The increased production is being driven by continued impressive growth in tight oil (i.e. “fracking” production). It is worth noting that new oil and gas leases in New Mexico contribute to expectations of production growth, as well as pipeline capacity growth. Furthermore, foreign oil producers have been struggling to fulfill demand, creating opportunities for U.S. suppliers to fill the gap. Venezuela’s socialist policies have been disastrous for its oil production, causing a fall of nearly a million barrels per day, and Canada’s rejection and subsequent nationalization of major pipeline projects has caused it to fall from projections by roughly 0.52 million barrels per day.

 

Reduced Net Imports

Increased domestic production is causing the United States’ expected net imports of crude oil to drop. The United States currently imports 5.9 million barrels a day. Last year’s AEO projected that the United States would import on net 5.4 million barrels per day in 2028, but this year’s AEO projects net imports by 2028 will be 2.8 million barrels per day—48 percent less oil than previously thought. Total oil trade volume will remain high regardless, on account of oil trade occurring among a range of grades.

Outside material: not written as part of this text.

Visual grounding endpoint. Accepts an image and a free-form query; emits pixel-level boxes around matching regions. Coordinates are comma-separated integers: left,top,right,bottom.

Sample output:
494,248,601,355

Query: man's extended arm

Source: Energy Information Administration’s AEO, 2018 and 2019 editions.

One upshot is that foreign powers, although still key players in price formation, have a reduced ability to influence U.S. politics. Foreign producers might curtail supply to raise energy prices, but if oil prices increase, most of that increased revenue will go to U.S. companies, rather than state-owned foreign producers.

 

Lower Prices

Increased supply means lower prices, and the oil industry is no different. The latest projections show a nominal oil price of $107 per barrel by 2028, relative to last year’s projection of $112 per barrel. Given that oil prices were higher than expected in 2018, however, this relatively small difference translates to only a 54 percent increase in oil prices from today, instead of the expected 102 percent increase in last year’s AEO.

Source: Energy Information Administration’s AEO, 2018 and 2019 editions.

Increased Economic Value

While this year’s AEO projects a slightly lower oil price than last year’s, this drop is more than offset by projected increases in production. Increased supply means lower prices and more economic value for consumers, and increased production means more sales and economic value for producers. Compared to last year’s projections, American oil producers can expect approximately $687 billion more in cumulative production value over the next 10 years—a 19 percent increase.

Source: AAF projections based on the Energy Information Administration’s AEO, 2018 and 2019 editions.

Why It Matters

Oil has been the subject of many policies aimed at energy security and environmental protection. The latest data confirm that free market policies provide the best environment for the promotion of both. While production is dropping in Canada and Venezuela, the competitive and private markets of energy production in the United States have created ample signals for investor opportunities that have paid off with increased domestic production. From an environmental perspective the same technology which has bolstered oil production has spurred natural gas production, and the replacement of coal with far cleaner natural gas is expected to continue.

Economically, these figures portend only good news for the U.S. economy. An American Action Forum report last year estimated that Americans are spending $431 billion less on energy annually, with most of that benefit coming from lower oil prices. As noted above, lower prices and increased production  mean increased wealth for the country.

These figures also highlight the continuing value of federal energy innovation spending. Federal research was the source of the directional drilling technology that has made directional drilling into shale formations possible, and that investment has more than paid off.